Ich kenne die Details noch nicht. Die Ergebnisse der klinischen Prüfung zeigten, dass lokale Reaktionen an der Einstichstelle, Rötungen und Kopfschmerzen auftreten können, nach der zweiten Impfung auch manchmal Temperaturerhöhungen. Man muss offen ansprechen: Die Impfung hat manchmal milde Nebenwirkungen, aber es gibt keinen Hinweis auf schwerere Nebenwirkungen.
Der Impfstoff wurde auch nicht an Schwangeren und Unter-18-Jährigen getestet – sollten die lieber verzichten?
Die endgültige Empfehlung für Deutschland liegt noch nicht vor, aber ich gehe davon aus, dass eine Impfung von Personen unter 16 Jahren und von Schwangeren noch nicht empfohlen wird.
Curevac wird seine Vakzine erst im Frühjahr auf den deutschen Markt bringen – ist der bis dahin denn nicht weitgehend abgegrast von der Konkurrenz?
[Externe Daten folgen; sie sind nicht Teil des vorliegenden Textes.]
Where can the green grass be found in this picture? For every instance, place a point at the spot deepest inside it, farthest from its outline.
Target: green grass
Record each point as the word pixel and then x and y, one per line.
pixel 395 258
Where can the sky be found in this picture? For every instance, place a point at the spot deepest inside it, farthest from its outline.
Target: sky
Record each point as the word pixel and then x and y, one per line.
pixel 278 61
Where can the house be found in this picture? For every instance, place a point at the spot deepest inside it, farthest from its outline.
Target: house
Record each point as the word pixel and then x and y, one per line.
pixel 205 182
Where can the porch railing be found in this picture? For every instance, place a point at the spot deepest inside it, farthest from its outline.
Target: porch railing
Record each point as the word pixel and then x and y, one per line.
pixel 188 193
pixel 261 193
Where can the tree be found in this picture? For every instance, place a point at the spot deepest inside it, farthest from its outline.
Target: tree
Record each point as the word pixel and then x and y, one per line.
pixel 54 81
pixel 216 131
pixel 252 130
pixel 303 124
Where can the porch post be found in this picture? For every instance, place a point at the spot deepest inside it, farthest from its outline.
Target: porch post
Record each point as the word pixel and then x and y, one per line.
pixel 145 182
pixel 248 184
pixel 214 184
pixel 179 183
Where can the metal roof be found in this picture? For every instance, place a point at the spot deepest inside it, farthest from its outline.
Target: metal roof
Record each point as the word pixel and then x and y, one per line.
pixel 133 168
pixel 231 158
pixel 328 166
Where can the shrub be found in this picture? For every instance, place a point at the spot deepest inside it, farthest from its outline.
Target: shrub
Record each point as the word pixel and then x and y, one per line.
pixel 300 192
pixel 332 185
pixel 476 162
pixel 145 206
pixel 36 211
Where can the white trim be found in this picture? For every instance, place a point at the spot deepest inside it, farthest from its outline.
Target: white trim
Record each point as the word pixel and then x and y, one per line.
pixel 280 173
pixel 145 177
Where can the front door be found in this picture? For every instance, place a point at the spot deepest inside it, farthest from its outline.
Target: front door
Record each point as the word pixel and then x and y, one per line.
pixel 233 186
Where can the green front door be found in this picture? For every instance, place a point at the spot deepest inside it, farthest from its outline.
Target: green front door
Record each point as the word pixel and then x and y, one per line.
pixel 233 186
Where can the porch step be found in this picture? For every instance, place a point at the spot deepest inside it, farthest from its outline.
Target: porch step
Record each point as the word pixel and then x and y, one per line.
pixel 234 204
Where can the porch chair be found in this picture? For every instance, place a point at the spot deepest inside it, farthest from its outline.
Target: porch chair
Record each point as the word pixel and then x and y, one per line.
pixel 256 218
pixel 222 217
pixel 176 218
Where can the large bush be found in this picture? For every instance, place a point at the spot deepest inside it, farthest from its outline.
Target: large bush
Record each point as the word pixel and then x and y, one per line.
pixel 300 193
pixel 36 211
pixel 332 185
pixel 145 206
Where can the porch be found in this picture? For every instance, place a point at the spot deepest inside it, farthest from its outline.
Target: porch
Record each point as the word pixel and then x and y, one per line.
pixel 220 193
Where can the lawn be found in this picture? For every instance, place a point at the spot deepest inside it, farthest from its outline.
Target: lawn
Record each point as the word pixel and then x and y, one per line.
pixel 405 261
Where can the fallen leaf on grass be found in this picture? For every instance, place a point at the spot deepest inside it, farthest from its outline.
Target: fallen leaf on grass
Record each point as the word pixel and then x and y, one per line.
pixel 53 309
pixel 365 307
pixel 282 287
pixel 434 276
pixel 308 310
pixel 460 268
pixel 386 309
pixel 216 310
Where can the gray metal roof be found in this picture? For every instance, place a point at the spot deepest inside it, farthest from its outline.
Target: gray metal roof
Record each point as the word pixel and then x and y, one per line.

Wir werden in der ersten Phase viel weniger Impfstoff haben, als wir benötigen. Und der Bedarf weltweit wird die Produktion auch im kommenden Jahr übersteigen. Curevac hat bereits erklärt, dass es den US-Markt nicht als Ziel ansieht, weil dort sehr viele Impfdosen anderer Anbieter vom Staat vorbestellt wurden, der Markt möglicherweise gesättigt sein könnte. Wenn wir aber Europa, Indien und andere Länder anschauen, dann gibt es überall großen Bedarf, und wir sind froh über jeden weiteren zugelassenen Impfstoff. Das Problem, dass ein Impfstoff getestet und zugelassen wird, den dann keiner mehr braucht, wird es im nächsten Jahr ganz sicher nicht geben.